If the bird hates water you could try spraying him with a mister bottle when the screaming gets real bad. Most of my cockatiels are pretty quiet but my Sun Conure had a problem with screaming, I started with the "shh" thing and when he ignores it he gets misted. That solved the problem for me.


----------



## twopeaedpod (Jan 29, 2014)

We got our bird from someone who had not trained him and he screamed, non-stop sometimes, for about 2-3 months! 

So yeah...I know your pain! I was about out of my mind! 

So, I struggled for a bit on my own and then got tired of it and found some training suggestions for stopping it. This is what worked for us:

I know it's going to be the hardest thing to do, but you HAVE to ignore it. They scream b/c they KNOW IT WORKS. Period. So, here is what we did: Good night's sleep, wake up in the morning and some morning time/snack/care etc. Have everything there so you don't have to leave him. Maybe some out time if he wants it. Then put him back in and go about your business. He will scream, of course, ignore it. The first time he does it, just gently call to him his name and say "I'm right here!" maybe sing a song he knows. Then if he screams more, just be quiet. Wait until he stops and as soon as he stops, rush to his cage and give him attention before he starts again. The point is to REWARD non-screaming and ignore screaming. 

Hope this will help you! It saved our sanity


----------



## CookieTiel (Feb 6, 2012)

Maybe he just wants to be with you at all times and thinks that you're his mate, and gets upset when you leave him. I have the same problem with my Cookie - she screams nonstop whenever I am out of sight, but if I carry her around on my shoulder all day she is the sweetest little girl ever. I noticed that she screams a lot more when her wings grow back, so I always keep them trimmed. Maybe if you keep his wings trimmed and carry him around with you all the time he will improve his behavior.


----------



## moonchild (Jul 29, 2012)

louisvillelou said:


> Yeah, hormonal has come up a lot, but the longer nights didn't seem to help.
> 
> Funny thing, I decided a little while ago to actually put the parakeet (Judge) in with Flip and he quieted down right away and actually started singing to him. (They've had supervised playtime before, but I've never done it in an effort to quiet Flip down.) So I suppose loneliness really could be the issue. The only thing is, they obviously can not be left alone in the cage together all the time. Do you think, if he really does just want another feathered buddy close by, that frequent supervised play time will keep him quiet when we're not around or if I'm elsewhere like cooking dinner?
> 
> Oh, in regards to food he eats the colorful ZuPreem pellets with a little bit of seed/dried fruit and an egg (made from) supplement. I also put some vitamin powder in his water.

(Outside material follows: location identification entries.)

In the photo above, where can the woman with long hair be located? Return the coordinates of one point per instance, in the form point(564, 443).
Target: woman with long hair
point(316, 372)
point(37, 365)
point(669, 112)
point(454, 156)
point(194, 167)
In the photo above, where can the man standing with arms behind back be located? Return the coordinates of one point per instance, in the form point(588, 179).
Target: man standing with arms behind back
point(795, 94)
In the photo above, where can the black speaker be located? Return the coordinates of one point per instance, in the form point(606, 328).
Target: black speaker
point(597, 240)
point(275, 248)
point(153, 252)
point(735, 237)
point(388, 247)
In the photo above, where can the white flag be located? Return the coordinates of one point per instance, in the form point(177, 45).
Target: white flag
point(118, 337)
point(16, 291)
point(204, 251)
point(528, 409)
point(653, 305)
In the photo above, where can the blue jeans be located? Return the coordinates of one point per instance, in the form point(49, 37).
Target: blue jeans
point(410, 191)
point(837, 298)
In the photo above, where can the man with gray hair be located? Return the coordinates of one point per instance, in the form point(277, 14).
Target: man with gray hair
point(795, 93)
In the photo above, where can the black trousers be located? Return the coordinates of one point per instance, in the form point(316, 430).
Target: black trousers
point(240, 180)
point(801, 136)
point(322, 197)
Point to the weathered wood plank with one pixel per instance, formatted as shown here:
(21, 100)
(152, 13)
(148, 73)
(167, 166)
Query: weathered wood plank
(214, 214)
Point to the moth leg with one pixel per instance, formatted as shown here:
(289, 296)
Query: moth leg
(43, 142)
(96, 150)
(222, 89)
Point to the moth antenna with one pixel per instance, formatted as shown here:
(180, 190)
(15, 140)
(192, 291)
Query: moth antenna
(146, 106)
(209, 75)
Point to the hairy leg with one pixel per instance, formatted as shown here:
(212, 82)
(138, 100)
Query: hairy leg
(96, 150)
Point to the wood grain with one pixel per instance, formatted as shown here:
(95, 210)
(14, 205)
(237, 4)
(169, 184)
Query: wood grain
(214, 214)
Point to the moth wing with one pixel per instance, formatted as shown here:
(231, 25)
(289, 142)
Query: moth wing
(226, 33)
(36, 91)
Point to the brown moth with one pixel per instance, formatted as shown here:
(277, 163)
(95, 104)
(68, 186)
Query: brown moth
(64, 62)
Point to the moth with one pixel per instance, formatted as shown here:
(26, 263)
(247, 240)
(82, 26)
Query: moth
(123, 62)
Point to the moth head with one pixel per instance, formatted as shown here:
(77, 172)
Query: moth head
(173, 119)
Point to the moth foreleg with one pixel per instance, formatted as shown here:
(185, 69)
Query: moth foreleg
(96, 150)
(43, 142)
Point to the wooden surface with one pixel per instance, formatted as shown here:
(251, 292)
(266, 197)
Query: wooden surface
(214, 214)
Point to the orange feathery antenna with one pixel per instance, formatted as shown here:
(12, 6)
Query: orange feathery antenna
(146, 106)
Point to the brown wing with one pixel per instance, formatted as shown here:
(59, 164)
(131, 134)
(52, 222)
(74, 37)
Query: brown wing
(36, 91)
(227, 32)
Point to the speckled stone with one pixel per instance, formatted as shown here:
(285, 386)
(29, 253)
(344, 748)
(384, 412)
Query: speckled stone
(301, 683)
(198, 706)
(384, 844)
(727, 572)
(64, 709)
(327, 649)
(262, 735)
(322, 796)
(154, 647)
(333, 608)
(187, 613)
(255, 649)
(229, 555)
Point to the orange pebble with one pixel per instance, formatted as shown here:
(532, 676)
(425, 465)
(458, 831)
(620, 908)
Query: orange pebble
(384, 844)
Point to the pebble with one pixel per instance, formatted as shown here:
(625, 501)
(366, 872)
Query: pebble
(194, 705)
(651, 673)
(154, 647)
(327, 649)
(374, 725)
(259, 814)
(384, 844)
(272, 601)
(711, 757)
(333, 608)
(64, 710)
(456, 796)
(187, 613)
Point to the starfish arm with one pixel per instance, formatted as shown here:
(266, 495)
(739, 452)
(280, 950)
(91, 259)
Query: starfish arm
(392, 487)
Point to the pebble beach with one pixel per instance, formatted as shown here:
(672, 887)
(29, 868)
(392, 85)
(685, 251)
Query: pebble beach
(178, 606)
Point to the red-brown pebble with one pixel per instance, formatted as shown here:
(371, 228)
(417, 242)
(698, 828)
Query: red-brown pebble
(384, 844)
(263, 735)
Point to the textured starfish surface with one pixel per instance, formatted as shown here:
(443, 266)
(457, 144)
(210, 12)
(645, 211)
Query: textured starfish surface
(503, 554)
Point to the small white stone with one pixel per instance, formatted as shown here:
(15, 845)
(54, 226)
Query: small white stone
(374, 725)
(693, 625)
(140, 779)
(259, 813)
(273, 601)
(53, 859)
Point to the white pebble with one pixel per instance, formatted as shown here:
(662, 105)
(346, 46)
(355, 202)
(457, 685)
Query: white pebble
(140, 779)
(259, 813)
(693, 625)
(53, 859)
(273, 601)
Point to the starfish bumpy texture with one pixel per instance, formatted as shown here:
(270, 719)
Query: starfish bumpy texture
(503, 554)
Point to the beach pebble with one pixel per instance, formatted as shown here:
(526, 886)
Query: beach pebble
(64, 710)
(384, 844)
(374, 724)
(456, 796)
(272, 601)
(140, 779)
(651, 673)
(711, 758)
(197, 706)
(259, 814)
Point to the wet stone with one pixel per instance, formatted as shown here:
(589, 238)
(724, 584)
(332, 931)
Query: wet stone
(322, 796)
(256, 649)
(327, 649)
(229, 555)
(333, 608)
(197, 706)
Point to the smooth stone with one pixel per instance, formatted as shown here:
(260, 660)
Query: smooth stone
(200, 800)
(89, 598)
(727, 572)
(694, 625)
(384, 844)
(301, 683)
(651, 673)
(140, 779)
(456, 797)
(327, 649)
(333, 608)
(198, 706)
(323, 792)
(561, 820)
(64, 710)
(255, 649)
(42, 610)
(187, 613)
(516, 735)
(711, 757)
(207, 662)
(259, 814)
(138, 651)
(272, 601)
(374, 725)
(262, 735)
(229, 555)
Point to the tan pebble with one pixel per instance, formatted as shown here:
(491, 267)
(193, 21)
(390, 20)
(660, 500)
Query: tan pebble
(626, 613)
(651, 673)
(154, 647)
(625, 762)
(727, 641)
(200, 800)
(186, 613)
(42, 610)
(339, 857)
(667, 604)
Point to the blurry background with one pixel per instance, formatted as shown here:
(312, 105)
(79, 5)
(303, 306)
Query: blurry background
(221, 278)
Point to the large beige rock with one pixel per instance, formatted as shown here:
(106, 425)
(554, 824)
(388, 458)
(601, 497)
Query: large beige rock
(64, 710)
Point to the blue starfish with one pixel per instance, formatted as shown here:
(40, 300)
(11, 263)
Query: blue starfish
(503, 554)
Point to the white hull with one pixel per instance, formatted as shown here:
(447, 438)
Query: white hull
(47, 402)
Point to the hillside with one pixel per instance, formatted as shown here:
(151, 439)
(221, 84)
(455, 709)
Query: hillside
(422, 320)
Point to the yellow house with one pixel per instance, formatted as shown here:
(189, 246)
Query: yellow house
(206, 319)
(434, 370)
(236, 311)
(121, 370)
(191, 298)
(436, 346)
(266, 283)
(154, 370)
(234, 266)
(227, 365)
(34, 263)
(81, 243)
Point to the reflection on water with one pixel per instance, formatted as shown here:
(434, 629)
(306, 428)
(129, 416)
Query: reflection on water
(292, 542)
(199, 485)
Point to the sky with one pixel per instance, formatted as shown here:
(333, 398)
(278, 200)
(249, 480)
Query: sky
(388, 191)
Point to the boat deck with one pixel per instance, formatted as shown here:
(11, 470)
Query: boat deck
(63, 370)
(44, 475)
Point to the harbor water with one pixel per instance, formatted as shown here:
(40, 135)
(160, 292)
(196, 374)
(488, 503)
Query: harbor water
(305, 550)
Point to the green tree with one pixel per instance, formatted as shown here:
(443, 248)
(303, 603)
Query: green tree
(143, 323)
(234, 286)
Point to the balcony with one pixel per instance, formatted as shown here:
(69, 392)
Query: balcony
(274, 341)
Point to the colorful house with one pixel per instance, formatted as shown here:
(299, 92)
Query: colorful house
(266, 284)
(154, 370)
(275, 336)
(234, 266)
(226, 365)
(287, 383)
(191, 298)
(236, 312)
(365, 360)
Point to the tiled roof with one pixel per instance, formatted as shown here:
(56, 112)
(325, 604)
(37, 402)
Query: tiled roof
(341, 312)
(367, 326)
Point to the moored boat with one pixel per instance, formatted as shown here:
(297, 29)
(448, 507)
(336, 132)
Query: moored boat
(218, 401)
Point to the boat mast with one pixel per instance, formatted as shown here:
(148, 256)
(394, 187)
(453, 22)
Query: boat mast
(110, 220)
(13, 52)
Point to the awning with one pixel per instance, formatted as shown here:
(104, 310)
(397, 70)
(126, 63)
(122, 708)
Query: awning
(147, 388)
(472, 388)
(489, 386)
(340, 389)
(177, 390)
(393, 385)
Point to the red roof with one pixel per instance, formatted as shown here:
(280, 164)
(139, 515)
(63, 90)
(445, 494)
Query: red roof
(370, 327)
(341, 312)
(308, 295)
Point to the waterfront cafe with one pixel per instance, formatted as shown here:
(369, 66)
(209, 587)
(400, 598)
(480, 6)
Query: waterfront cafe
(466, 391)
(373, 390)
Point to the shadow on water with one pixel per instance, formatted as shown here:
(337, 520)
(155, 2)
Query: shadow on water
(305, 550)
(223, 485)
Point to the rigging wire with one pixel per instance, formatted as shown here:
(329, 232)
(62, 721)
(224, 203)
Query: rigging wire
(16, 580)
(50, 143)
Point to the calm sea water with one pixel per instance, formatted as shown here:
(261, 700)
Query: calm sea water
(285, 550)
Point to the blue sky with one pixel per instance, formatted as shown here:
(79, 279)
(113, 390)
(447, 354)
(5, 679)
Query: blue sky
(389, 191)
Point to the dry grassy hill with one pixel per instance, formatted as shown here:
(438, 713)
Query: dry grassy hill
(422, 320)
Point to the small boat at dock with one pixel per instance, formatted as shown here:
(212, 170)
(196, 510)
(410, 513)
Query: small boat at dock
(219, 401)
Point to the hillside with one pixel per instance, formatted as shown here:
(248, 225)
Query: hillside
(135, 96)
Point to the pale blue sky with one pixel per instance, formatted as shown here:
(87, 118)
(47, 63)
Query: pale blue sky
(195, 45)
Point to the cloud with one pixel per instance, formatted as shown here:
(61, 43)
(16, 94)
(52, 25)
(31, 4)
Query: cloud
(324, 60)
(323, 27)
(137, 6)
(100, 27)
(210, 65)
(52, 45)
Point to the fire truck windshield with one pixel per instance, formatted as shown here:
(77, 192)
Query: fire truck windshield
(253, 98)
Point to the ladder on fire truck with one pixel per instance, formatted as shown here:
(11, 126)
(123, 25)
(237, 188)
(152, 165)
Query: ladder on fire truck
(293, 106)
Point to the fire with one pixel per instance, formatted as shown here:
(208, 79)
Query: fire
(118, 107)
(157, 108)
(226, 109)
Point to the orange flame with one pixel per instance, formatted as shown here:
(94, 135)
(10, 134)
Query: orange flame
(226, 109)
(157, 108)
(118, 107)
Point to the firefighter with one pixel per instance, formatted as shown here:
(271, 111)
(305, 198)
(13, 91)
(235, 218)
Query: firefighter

I think this gives a strong indication that you already know the root of the problem...it seems to be loneliness. It's very hard for humans to fulfill the needs of a flock animal on their own, unless they live a lifestyle that allows them to spend all their time with the animal. Some tiels do fine as only birds, some do not. I had the exact same experience as CharVicki, for what it's worth, and I'm very glad I didn't keep poor Juju as an only tiel for long.

You could try moving the parakeet's cage right next to Flip's? That way he would feel like his "friend" was there. But it seems to me he'd be happier with another cockatiel buddy. Of course if his cage isn't big enough for two, you'll have to upgrade it, and it's strongly recommended that a new addition be quarantined in a separate room for 30-60 days.


----------